I am left thinking that the conservatives are right in this: to act in politics it is necessary to come together behind some leader or group of leaders, and the left seems to have an exceptionally hard time of this. So we need a theory of leadership on the left, that does not leave us following the likes of Stalin. Marx perhaps swung the focus of philosophical debate on history towards systems rather than individuals: "Men make their own history, but they do not make it as they please; they do not make it under self-selected circumstances, but under circumstances existing already, given and transmitted from the past. The tradition of all dead generations weighs like a nightmare on the brains of the living." This is surely a welcome correction from monarchism. But perhaps it is time to swing back, and ask ourselves what sort of individuals we want to focus power in, how that power is to be granted or taken away, and what sort of relations we may have with them. It takes no subtlety to know that a Hitler, a Stalin, or a Trump (the last, I suppose, repeating history as farce) ought be let nowhere near the levers of power. Yet we seem unable to keep them away from power, or conversely to reliably choose leaders who we might reasonably vest power in.

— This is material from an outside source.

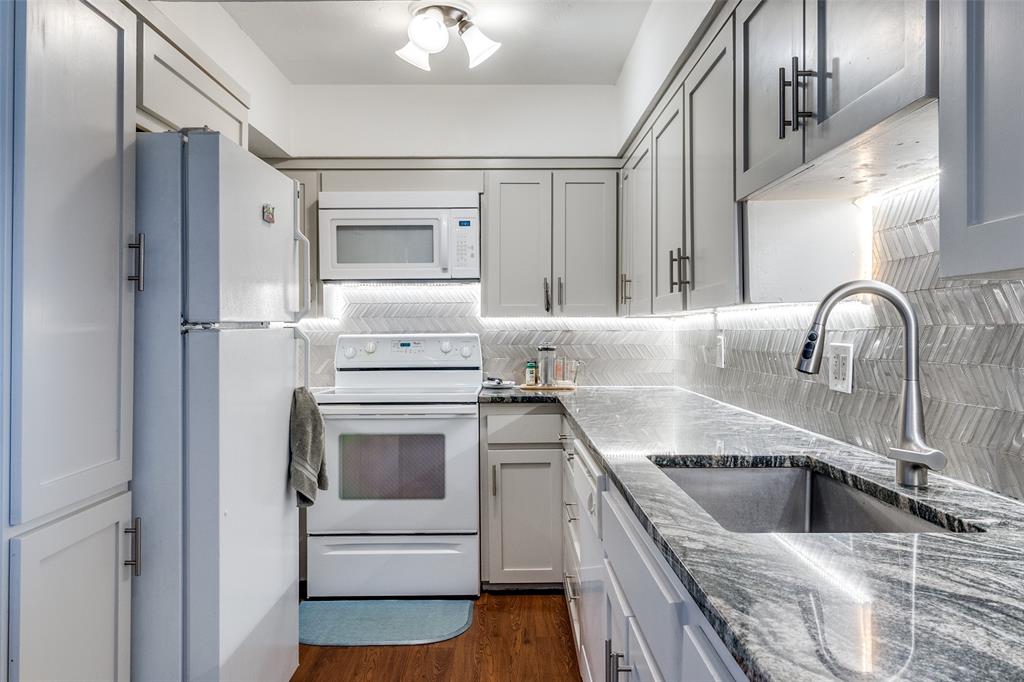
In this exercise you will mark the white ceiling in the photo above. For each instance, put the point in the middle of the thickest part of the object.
(353, 41)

And, having posed the question, I am left with no obvious answer. There is a lot of political philosophy this bird has not read, so perhaps such work exists and I do not know of it, yet I can think of little leftist literature which addresses this issue. The right talks much about "character," but in practice they seem to focus on military virtues and zealous moral rigidity, neither of which make for good peacetime leaders. So what would be good character for the leaders of a social democratic state? What would their relations be like with other members of their political faction and the working government?

2 comments:

The Blog Fodder said...

Stalin forbade the Communists to cooperate with the Socialists. He WANTED Hitler in power. Of course it backfired on him to the tune of 27 million dead but what is that to Stalin. Moderates have always been unable to come together throughout history. Only extremists either left or right, manage that. Work gets done by those who show up and only extremists have what it takes to show up.

Raven Onthill said...

There was also the history of the two parties and a lot of bad blood between them; it would have been a hard deal to make, even without Stalin. The arguments that were heard then are not so very different than the ones I hear now: Trump won't be so bad, and the left will have a better chance after a Trump presidency. Communist leader Ernst Thällman, utterly underestimating the ferocity of the Nazis, famously said, “After Hitler, our turn.”

In any event, we need to guard against factionalism. "Leadership" is a basic principle for conservatives; not so for liberals, so we need to work hard at strengthening ours and at making sure we have competent, compassionate leaders.